2020 – Tous droits réserves.

1 réflexion au sujet de « « Civilité »par le Capitaine (e.r.) Jean-Marie Dieuze, ancien officier à titre étranger. »

  1. Hélas, cher Capitaine, hélas !
    Depuis que notre belle langue française, autrefois reine de la diplomatie de par la richesse de ses nuances, a été remplacée par un sabir anglo-saxon pragmatique réservé au Commerce international et à la « Technologie », il ne faut plus s’étonner que ses valeurs et sa substance disparaissent .

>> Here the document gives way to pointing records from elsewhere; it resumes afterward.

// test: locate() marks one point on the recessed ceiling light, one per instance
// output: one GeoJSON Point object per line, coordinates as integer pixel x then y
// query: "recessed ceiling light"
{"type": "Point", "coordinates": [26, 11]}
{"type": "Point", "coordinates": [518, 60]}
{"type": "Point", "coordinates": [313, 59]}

    La vie moderne nous impose le pratique, le rapide, le mécanique et le « convenu » qui ne demande aucun effort, ce qui ne traduit aucune vie intérieure, pour aboutir au « politiquement correct » de la mondialisation et du nivellement par le bas.
    A ce stade, un quelconque basic suffirait pour tout dire…
    Le langage des hommes serait l’expression de leur âme, bien réduite elle-aussi, comme la liberté d’expression qui ne sera plus d’aucune utilité dans le « Meilleur des mondes ».